John Douglas at the time of the book
Probably most readers of this blog will know the story of how the FBI started profiling serial killers by interviewing them in prison. John Douglas and Mark Olshaker told the story in their book Mindhunter. Douglas faced the same sort of questions, albeit with much higher stakes. Could one develop a good enough picture –physical and psychological – of the killer to be able to predict his behavior (it is almost always a “he”) and what physical and family attributes such a killer probably had. The book was dramatized in a Netflix series of the same name. The most fascinating parts of the series are the selection of interviews with serial killers based on the transcripts of Douglas’s actual interviews with them in prison. Despite stomach-churning crimes, these men are convincing in a way that few purely fictional characters are. The experiences that Douglas had with them enabled him to develop the art of criminal profiling and spread it through seminars to law enforcement. 

Kemper at the time of his arrest
The scenes with Edmund Kemper are particularly intriguing and he seems to be accurately portrayed in the Mindhunter series. A sociopathic killer who was known as “the coed killer” shot his grandparents as a boy, murdered and dismembered six young girls, and battered his mother to death with a claw hammer. He towers six foot nine inches with a weight to match. Yet if you knew nothing about him and met him in the street, you would describe him as well-spoken, intelligent and friendly.

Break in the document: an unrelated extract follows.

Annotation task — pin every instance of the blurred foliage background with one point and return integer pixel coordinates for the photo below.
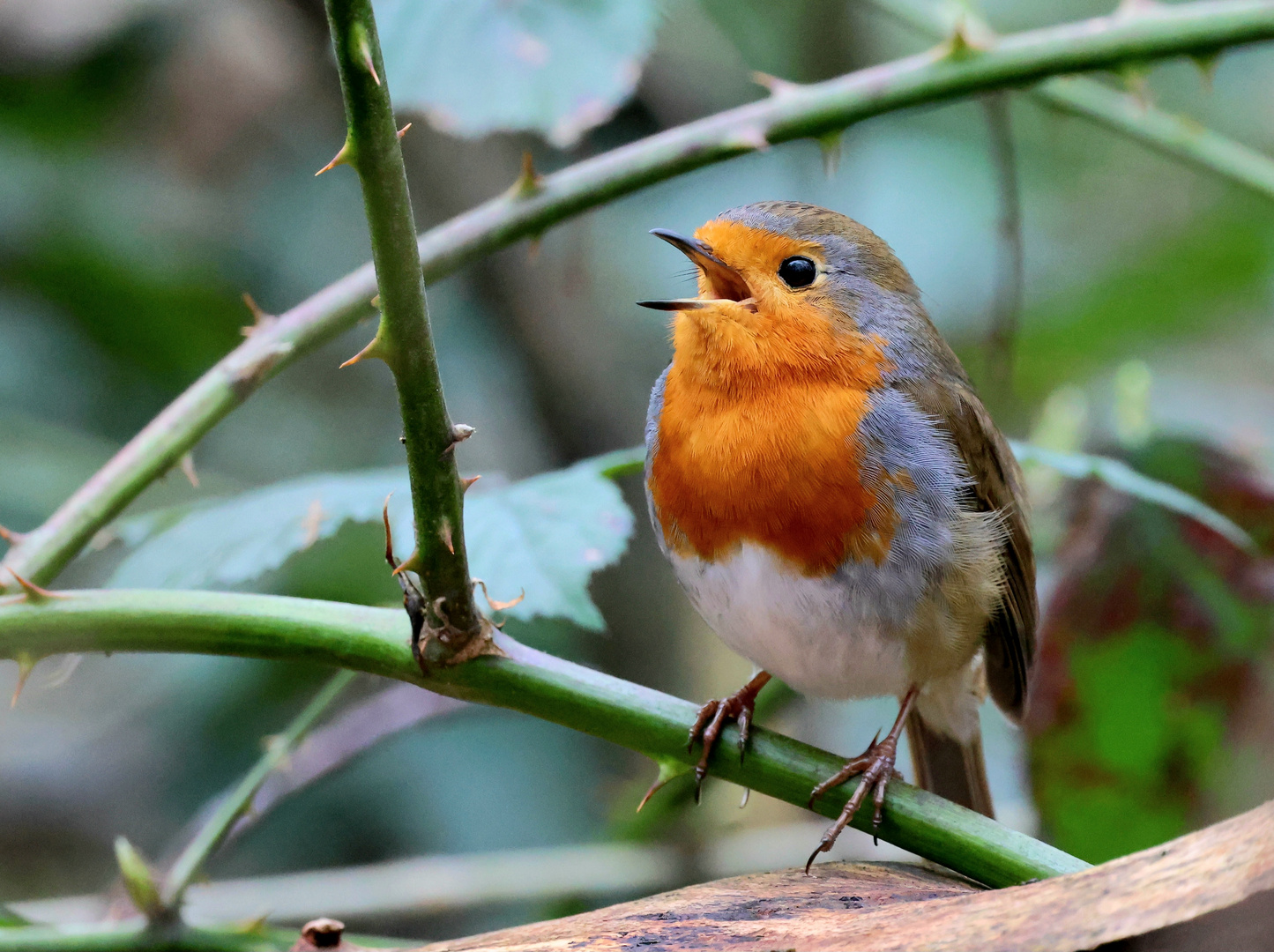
(157, 160)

Their technique consisted of sitting down with the convicted killer and asking questions about his background and his crimes. Kemper, in particular, loved to talk about himself and what had motivated him. As he told the story, his motive became believable if not understandable. If you have a psychopathic character, maybe pretend he's been caught, sit him down in prison and interview him the way Douglas did. If he can't convince you of the sense his actions make to him, it's unlikely the reader will be convinced either.

Although we’ve had quite a few pretty nasty bad guys in our books, we’ve never had a chapter from the point of view of a psychopathic serial killer. The closest we’ve come to a serial killer is the witch doctor in Deadly Harvest who kills, or orders killed, people for the black-magic potions that he sells at high prices to rich clients. But like “ordinary” serial killers, power is his real motivation. There is no section of the book from his point of view. He is hidden, unknown, we see his effects on other people, but not from the man himself. Some further evidence of how his mind twisted is revealed at the end, but not by him. In this case, less is more.

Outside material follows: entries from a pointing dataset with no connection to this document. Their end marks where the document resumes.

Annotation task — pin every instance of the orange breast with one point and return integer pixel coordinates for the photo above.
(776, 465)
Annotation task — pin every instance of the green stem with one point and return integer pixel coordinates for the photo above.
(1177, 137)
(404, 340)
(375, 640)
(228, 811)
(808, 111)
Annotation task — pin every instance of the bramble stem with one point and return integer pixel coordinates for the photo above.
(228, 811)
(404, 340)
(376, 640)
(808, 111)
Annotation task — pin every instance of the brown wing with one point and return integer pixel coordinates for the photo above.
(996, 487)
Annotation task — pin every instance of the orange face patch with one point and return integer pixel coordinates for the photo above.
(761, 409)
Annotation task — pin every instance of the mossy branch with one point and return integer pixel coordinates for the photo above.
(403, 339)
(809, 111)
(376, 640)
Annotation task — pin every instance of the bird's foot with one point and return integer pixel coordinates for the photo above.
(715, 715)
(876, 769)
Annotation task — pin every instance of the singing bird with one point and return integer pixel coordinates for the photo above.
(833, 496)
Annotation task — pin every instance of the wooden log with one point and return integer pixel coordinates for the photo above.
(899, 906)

He is much like a serial killer. Apart from some clues to the sorts of people he chooses, there is no connection between him and his victims for the police to follow. Also, his clients are rich and powerful people, possibly even within the police. No case could be more daunting to a detective. Unless that detective has his or her own axe to grind as is the case in Deadly Harvest.

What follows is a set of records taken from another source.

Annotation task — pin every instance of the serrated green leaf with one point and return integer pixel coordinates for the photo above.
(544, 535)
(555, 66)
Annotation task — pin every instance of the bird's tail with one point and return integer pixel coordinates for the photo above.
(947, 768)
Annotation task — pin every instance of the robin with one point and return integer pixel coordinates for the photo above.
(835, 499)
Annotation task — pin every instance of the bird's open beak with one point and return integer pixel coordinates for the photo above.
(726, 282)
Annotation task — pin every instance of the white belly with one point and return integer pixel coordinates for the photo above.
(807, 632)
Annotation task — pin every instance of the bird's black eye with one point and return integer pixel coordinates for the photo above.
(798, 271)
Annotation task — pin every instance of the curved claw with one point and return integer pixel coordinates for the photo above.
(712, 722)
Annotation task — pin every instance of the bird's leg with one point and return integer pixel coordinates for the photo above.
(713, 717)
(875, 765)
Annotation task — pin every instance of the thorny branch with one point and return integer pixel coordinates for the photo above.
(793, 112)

We agonized over that witch doctor. Had we managed to create a believable villain? Would people outside Africa be able to relate to the fear that even well-educated local people might hold for such a person? Apparently, we did a good enough job to impress the reviewers and even bag a place on the shortlist for an ITW thriller award for the year.

In our new book we have a different sort of bad guy. He may not have started life as a sociopath, but he’ll get there by the time we’re finished!

1 comment:

  1. Hi Michael, it's Wendall. Love this insight into your feelings when creating Deadly Harvest. I'm always struggling with tone in creating the killer and their motivation in a comic crime novel, so I'm always fascinated by how other people figure this out.